Understanding Latent Dirichlet Allocation (2) The Model
In the last article, topic models frequently used at the time of development of LDA was covered. At the end of the post, I briefly introduced the rationale behind LDA. In this post, I would like to elaborate on details of the model architecture.

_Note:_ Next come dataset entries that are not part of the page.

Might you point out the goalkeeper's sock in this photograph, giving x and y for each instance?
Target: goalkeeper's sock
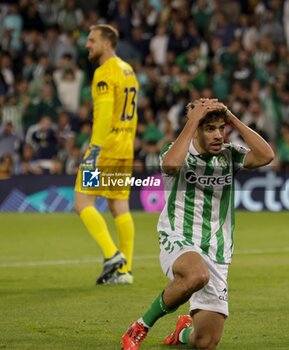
(184, 336)
(157, 310)
(96, 226)
(125, 229)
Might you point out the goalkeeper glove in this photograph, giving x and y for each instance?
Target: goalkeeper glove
(91, 160)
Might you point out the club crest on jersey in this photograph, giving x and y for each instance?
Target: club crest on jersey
(223, 162)
(102, 87)
(208, 180)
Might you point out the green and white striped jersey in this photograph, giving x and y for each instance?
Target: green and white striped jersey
(199, 207)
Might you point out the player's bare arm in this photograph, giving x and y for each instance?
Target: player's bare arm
(196, 111)
(260, 151)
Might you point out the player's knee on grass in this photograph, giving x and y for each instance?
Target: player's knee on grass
(195, 281)
(205, 341)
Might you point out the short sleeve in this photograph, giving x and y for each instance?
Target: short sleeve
(163, 152)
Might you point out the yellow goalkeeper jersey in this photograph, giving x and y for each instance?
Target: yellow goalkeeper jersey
(114, 93)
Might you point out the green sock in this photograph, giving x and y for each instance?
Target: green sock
(184, 336)
(156, 311)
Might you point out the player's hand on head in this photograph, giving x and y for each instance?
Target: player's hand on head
(199, 108)
(90, 161)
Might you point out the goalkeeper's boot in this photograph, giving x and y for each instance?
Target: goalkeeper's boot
(120, 278)
(110, 266)
(184, 321)
(133, 337)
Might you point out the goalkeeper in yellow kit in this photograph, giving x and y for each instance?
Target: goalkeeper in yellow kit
(114, 92)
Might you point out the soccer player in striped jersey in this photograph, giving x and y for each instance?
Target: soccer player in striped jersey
(197, 223)
(114, 93)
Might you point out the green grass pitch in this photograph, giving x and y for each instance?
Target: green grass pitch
(48, 297)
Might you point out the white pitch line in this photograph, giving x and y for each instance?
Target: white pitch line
(138, 257)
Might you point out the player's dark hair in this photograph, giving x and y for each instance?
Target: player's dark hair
(107, 32)
(213, 116)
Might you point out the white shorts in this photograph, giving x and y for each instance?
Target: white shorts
(214, 295)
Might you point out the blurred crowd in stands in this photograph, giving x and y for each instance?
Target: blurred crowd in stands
(236, 51)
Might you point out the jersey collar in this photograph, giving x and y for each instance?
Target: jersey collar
(193, 150)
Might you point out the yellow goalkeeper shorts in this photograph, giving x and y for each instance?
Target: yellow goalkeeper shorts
(110, 179)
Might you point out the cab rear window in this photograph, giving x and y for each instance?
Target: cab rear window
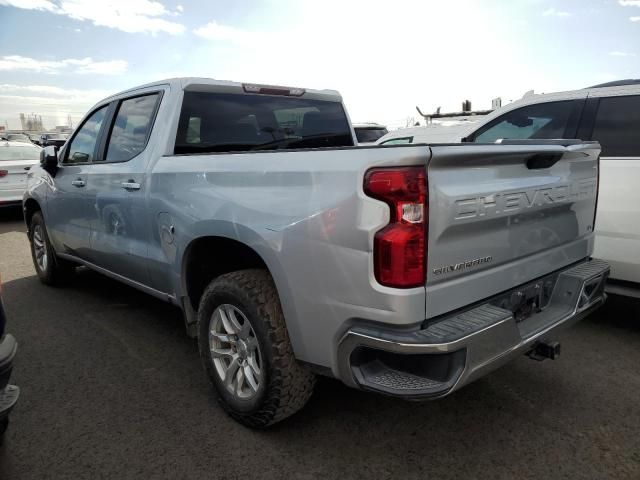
(220, 122)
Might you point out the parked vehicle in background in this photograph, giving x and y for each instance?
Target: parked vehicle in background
(53, 139)
(608, 113)
(8, 393)
(17, 137)
(292, 254)
(369, 133)
(16, 158)
(432, 133)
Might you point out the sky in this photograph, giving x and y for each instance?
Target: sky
(59, 57)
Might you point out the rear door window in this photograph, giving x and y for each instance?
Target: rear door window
(83, 145)
(398, 141)
(617, 126)
(131, 127)
(221, 122)
(540, 121)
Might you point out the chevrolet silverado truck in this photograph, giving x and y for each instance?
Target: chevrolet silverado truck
(408, 270)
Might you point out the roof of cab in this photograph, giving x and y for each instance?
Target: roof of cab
(185, 83)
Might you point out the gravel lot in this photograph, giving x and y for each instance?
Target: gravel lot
(112, 388)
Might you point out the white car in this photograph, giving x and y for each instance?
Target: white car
(608, 113)
(16, 158)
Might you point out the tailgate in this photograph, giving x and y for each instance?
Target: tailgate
(503, 215)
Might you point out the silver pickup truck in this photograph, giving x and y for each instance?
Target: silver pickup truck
(409, 270)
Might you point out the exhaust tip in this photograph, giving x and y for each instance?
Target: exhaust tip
(543, 350)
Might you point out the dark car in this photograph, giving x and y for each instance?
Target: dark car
(8, 393)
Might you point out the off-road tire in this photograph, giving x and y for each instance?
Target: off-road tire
(58, 271)
(287, 385)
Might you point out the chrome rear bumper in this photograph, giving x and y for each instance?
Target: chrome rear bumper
(446, 354)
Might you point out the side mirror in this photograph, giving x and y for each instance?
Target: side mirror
(49, 160)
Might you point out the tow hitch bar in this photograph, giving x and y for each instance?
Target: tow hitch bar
(543, 350)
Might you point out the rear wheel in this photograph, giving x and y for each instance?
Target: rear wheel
(50, 269)
(246, 351)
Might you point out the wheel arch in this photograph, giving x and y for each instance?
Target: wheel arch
(29, 208)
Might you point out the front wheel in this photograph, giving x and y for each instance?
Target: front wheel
(246, 352)
(50, 269)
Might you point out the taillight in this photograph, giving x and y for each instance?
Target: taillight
(595, 210)
(399, 249)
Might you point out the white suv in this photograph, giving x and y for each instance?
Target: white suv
(609, 113)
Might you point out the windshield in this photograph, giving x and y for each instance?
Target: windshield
(219, 122)
(19, 153)
(365, 135)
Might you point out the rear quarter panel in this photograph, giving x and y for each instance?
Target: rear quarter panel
(306, 215)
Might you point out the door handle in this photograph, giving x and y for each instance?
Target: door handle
(130, 185)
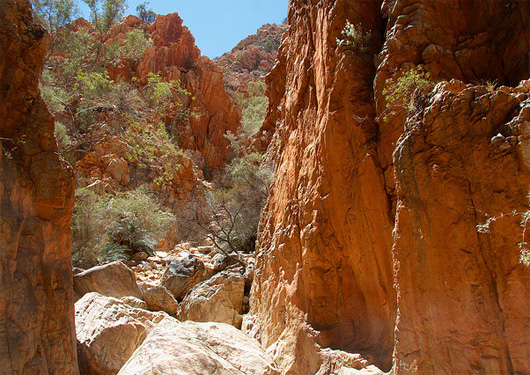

This article is the second part of the series “Understanding Latent Dirichlet Allocation”.
Generative process
Suppose we have a corpus with vocabulary of size $V$ and every words $w$ and every topics $z$ are one-hot encoded (i.e. $w^i=1$ and $w^j=0, j\ne i$ if $w$ is the i-th term in the vocabulary). Define a document $\mathbf{w}$ as a finite sequence of $N$ words
\[\mathbf{w} = (w_1, \cdots, w_N)\]and denote a corpus $D$ of $M$ documents
\[D = \{\mathbf{w}_1, \cdots, \mathbf{w}_M\}.\]For $k$ prespecified number of topics, LDA assumes that a $d$-th document $\mathbf{w}_d \in D$ with length $N_d$ is “generated” in the following steps1:
- $\theta_d \sim \mathcal{D}_k(\alpha)$. The multinomial parameter $\theta_d \in \mathbb{R}^k$ is drawn from $k$-dimensional Dirichlet distribution.
- For each words $w_{dn}, n=1,\cdots,N_d$ in the document:
- $z_{dn} \sim \mathcal{M}_k(1, \theta_d)$. A topic $z_{dn}$ for a word $w_{dn}$ is drawn from $k$-dim multinomial distribution.
- $w_{dn} | z_{dn}, \beta \sim \mathcal{M}_V(1, \beta_{i:z_{dn}^i=1})$. A word $w_{dn}$ given the topic $z_{dn}$ is drawn from $V$-dim multinomial distribution.
$\alpha \in \mathbb{R}^k, \beta \in \mathbb{R}^{k \times V}$ are hyperparameters that is common to all of the documents in a corpus. $\beta$ is an unknown constant that satisfies $\beta_{ij} = P(w^j=1|z^i=1)$. That is, given a topic $z$ such that $z^i = 1$, probability of $w_n$ given $\beta$ follows multinomial distribution with parameter $\beta_i$.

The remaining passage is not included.